Lecture, four hours; outside study, eight hours. Requisite: course M151B. Recommended: course 111. Design and implementation of high-performance systems, advanced memory hierarchy techniques, static and dynamic pipelining, superscalar and VLIW processors, branch prediction, speculative execution, software support for instruction-level parallelism, simulation-based performance analysis and evaluation, state-of-the-art design examples, introduction to parallel architectures. Letter grading. Mr. Ercegovac, Mr. Tamir (F)
Lecture, four hours; outside study, eight hours. Requisite: course M151B. Recommended: course 251A. SIMD and MIMD systems, symmetric multiprocessors, distributed-shared-memory systems, messages-passing systems, clusters, interconnection networks, user-level host-network interfaces, switching element design, communication primitives, cache coherency, memory consistency models, synchronization primitives, state-of-the-art design examples. Letter grading. Mr. Ercegovac, Mr. Tamir (W)
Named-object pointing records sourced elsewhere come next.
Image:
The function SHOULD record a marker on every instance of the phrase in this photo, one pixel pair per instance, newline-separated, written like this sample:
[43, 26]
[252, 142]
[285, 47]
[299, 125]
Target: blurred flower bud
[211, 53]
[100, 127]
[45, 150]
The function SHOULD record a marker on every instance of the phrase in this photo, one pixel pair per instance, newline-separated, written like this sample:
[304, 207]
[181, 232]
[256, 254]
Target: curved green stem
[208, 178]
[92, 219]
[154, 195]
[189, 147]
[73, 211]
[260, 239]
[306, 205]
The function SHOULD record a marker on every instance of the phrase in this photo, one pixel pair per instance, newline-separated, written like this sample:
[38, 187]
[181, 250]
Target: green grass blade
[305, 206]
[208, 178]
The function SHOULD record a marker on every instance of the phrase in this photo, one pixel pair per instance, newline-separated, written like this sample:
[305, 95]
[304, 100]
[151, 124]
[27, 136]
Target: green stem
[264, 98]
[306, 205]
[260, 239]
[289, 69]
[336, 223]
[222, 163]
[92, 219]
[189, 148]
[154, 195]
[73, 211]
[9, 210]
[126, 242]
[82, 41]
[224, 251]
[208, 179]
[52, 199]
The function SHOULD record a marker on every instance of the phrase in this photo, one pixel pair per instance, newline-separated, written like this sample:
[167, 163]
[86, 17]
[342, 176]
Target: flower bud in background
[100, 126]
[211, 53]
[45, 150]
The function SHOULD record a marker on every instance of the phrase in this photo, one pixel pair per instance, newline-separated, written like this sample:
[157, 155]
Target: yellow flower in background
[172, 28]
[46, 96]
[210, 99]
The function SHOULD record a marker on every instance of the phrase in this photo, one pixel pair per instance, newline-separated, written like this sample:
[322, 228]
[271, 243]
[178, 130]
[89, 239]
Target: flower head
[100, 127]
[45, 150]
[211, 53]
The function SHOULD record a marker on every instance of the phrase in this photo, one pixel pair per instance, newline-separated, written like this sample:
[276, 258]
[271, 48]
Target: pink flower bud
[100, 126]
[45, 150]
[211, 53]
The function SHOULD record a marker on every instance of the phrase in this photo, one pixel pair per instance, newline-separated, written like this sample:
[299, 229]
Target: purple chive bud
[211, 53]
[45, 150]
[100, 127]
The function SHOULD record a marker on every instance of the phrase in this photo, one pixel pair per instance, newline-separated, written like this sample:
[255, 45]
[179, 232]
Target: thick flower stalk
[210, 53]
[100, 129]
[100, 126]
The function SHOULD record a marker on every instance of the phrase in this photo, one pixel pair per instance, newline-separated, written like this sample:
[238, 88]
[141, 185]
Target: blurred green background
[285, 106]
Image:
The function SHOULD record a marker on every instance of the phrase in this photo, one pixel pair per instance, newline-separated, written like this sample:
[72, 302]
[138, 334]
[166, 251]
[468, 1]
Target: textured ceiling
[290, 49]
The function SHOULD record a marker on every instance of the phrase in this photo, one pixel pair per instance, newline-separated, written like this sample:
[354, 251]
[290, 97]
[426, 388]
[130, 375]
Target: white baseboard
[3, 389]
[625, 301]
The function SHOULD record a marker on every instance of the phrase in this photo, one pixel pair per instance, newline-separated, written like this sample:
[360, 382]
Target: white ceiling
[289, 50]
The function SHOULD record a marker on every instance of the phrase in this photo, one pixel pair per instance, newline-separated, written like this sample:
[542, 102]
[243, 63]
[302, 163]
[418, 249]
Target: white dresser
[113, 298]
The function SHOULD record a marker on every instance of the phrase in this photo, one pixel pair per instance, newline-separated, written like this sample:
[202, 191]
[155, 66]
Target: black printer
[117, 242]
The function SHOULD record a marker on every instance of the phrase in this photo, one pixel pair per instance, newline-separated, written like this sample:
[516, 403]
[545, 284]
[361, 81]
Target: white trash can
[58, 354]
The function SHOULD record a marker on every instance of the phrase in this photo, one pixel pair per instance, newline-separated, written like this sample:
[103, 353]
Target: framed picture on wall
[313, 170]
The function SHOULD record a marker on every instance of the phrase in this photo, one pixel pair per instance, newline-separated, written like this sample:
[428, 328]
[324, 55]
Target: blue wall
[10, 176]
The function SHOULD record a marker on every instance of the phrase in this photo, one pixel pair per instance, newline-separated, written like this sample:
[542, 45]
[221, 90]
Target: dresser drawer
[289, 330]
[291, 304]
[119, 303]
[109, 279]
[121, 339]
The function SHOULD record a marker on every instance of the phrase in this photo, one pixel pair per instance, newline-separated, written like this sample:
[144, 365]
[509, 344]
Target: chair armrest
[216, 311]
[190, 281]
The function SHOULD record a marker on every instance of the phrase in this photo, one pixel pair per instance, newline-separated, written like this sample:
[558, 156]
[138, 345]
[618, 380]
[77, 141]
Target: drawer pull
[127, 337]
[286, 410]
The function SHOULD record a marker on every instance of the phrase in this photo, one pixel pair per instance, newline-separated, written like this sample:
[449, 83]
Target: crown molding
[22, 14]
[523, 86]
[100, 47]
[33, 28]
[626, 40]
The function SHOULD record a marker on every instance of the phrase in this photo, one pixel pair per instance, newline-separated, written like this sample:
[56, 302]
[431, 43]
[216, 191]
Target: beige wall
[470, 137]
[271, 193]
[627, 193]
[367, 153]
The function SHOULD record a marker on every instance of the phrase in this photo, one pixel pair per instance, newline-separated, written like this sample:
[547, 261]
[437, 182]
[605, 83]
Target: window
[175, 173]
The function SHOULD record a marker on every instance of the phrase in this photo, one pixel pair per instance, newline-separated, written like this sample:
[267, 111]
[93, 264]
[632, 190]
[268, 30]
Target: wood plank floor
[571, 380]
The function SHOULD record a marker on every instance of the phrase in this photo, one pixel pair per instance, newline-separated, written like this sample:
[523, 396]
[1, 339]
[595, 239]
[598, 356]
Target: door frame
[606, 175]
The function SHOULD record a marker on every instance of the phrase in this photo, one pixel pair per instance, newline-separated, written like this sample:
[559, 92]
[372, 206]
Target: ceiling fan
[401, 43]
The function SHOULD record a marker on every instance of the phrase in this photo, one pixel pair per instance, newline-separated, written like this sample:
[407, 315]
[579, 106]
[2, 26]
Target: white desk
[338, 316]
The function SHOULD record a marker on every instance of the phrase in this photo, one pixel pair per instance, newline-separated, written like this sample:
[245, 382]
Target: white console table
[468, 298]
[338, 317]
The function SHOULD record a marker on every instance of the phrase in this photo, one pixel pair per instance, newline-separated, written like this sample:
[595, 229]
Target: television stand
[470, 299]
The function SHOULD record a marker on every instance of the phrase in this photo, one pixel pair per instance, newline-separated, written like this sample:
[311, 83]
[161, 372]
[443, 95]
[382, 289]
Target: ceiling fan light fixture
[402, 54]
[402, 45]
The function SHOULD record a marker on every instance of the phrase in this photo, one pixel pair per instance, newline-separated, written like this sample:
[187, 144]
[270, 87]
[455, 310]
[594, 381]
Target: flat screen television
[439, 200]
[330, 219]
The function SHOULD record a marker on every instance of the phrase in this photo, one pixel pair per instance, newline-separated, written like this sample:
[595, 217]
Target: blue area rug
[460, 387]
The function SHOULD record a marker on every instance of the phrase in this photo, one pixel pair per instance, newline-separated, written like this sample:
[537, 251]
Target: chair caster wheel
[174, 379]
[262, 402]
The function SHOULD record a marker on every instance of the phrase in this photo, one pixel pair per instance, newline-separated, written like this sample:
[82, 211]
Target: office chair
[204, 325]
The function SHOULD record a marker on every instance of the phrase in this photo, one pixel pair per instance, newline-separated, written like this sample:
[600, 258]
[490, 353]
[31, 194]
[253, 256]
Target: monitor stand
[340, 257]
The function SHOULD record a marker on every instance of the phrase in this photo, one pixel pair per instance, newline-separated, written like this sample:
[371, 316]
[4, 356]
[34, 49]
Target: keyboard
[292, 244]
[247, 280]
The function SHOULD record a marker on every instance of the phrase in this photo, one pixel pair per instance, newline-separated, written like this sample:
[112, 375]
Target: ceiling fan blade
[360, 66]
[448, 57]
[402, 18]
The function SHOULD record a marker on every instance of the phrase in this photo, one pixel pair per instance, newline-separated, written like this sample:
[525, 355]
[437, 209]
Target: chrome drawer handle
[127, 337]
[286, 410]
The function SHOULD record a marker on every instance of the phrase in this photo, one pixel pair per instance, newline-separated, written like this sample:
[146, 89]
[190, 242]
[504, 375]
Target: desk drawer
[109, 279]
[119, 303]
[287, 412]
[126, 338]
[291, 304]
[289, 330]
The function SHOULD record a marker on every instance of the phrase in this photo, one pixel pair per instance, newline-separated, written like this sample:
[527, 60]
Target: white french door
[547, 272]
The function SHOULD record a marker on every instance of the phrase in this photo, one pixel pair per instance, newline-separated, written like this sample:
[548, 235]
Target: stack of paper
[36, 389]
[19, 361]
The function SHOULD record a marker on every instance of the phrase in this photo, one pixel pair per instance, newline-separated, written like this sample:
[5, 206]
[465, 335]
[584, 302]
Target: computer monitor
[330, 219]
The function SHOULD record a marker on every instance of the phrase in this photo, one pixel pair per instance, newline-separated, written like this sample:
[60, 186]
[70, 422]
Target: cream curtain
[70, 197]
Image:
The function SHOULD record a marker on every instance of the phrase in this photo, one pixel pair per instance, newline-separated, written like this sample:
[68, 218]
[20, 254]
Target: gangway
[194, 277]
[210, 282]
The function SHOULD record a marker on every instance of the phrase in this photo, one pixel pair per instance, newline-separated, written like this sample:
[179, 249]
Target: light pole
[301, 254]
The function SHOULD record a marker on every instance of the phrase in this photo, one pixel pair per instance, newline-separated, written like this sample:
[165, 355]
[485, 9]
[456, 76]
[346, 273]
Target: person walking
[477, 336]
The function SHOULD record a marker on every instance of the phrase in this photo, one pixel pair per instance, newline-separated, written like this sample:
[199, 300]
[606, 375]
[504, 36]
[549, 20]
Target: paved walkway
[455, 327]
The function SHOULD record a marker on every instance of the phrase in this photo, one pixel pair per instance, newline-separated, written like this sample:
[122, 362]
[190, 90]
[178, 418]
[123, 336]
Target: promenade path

Lecture, four hours; outside study, eight hours. Requisite: course 251A. Number systems: conventional, redundant, signed-digit, and residue. Types of algorithms and implementations. Complexity measures. Fast algorithms and implementations for two-operand addition, multioperand addition, multiplication, division, and square root. On-line arithmetic. Evaluation of transcendental functions. Floating-point arithmetic and numerical error control. Arithmetic error codes. Residue arithmetic. Examples of contemporary arithmetic ICs and processors. Letter grading. Mr. Ercegovac (F)
Lecture, four hours; outside study, eight hours. Requisite or corequisite: course 251A. Fundamental concepts of dependable computing. Design methodology for fault-tolerant systems. Analytic models and measures, modeling tools. Design for critical applications: long-life, real-time, and high-availability systems. Tolerance of design faults: design diversity and fault-tolerant software. Letter grading. Mr. Rennels (W)
Lecture, four hours; outside study, eight hours. Requisite: course M51A. Detailed study of various problems in testing and testable designs of VLSI systems, including fault modeling, fault simulation, testing for single stuck faults and multiple stuck faults, functional testing, design for testability, compression techniques, and built-in self-test. Letter grading. Mr. Cong
Lecture, four hours; outside study, eight hours. Requisite: course 251A. Generic types of memory systems; control, access modes, hierarchies, and allocation algorithms. Characteristics, system organization, and device considerations of ferrite memories, thin film memories, and semiconductor memories. Letter grading. Mr. Chu, Mr. Rennels (Sp)
Lecture, four hours; outside study, eight hours. Requisites: courses 215 and/or 251A. Task partitioning and allocation, interprocess communications, task response time model, process scheduling, message passing protocols, replicated file systems, interface, cache memory, actor model, fine grain multicomputers, distributed operating system kernel, error recovery strategy, performance monitoring and measurement, scalability and maintainability, prototypes and commercial distributed systems. Letter grading. Mr. Chu (W)
Lecture, four hours; outside study, eight hours. Requisite: course 251A. State-of-the-art scalable multiprocessors and multicomputers. High-performance VLSI building blocks. Capabilities and limitations of VLSI technology. Interdependency among implementation technology, packaging, chip microarchitecture, and system architecture. Mechanisms for exploiting parallelism. Current research areas. Examples of chips and systems. Letter grading. Mr. Tamir (Sp)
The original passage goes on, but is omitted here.